Dennis Stalzman has been around long enough to remember when UFCW members helped Safeway though rough financial times with wage freezes and cut backs in Sunday pay. Now that the company is one of the most profitable supermarkets in the country, he is a little puzzled and more than a little angry at the Safeway’s current contract offer. "What they have on the table is outrageous, it’s humiliating—a slap in the face," he says. Along with draconian cuts to health care benefits, the contract Safeway is proposing to approximately 15,000 Phoenix Local 99 members also includes no wage increases, cuts in Sunday and holiday pay, elimination of overtime after eight hours—as well as language that would virtually make it impossible for part-timers to ever qualify for health care coverage. "Everyone is concerned," he says. "These are strike issues." The Local 99 members could be on strike by October 25 when their contract with Safeway and Kroger expires.

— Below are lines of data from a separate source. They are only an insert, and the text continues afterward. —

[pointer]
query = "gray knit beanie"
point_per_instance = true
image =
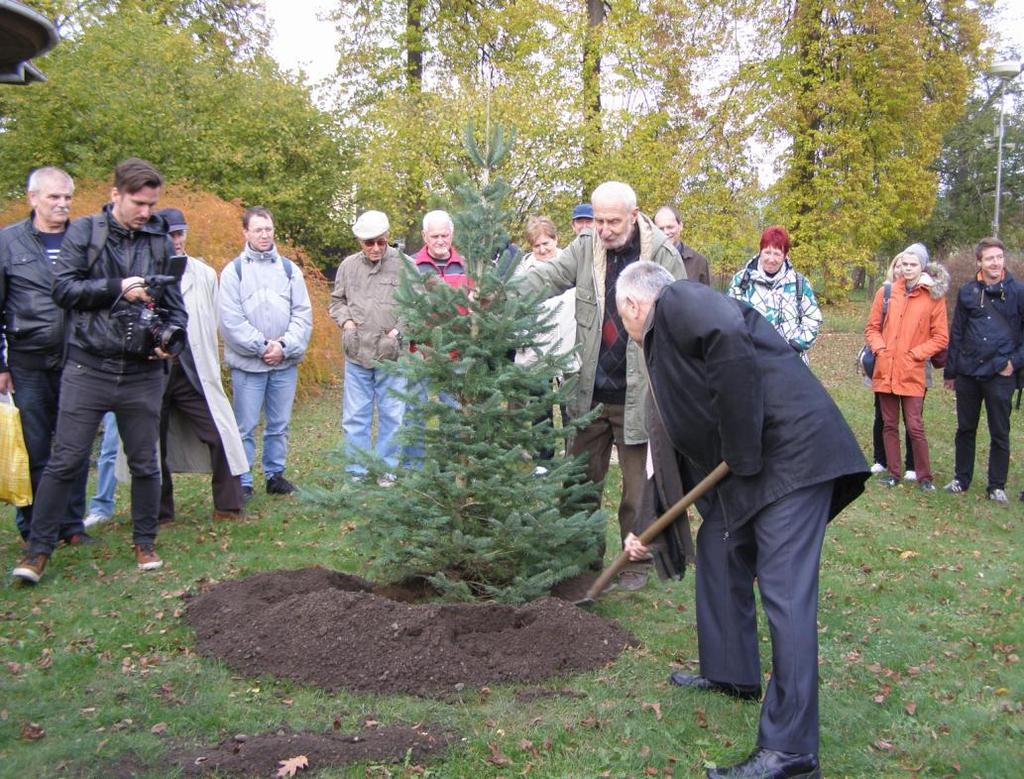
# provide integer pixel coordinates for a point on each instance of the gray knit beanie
(919, 251)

In the Midwest, 7,000 Indianapolis, Ind., Local 700 members could be on strike by November 1, if Kroger remains insistent on wholesale cuts to health care and pension benefits. "Cuts to our health care benefits would spiral out of control if we accepted the Kroger proposal," says Mark Shearer a 32-year employee and UFCW member. "Every year Kroger makes record profits, and all they bring to the table is the blues."

Kroger worker Brandon Ivy, a two-year Local 700, member sizes up the Indiana situation bluntly: "It’s going to take a strike to get anything accomplished with this company. We all need to help each other out. We need to be like family."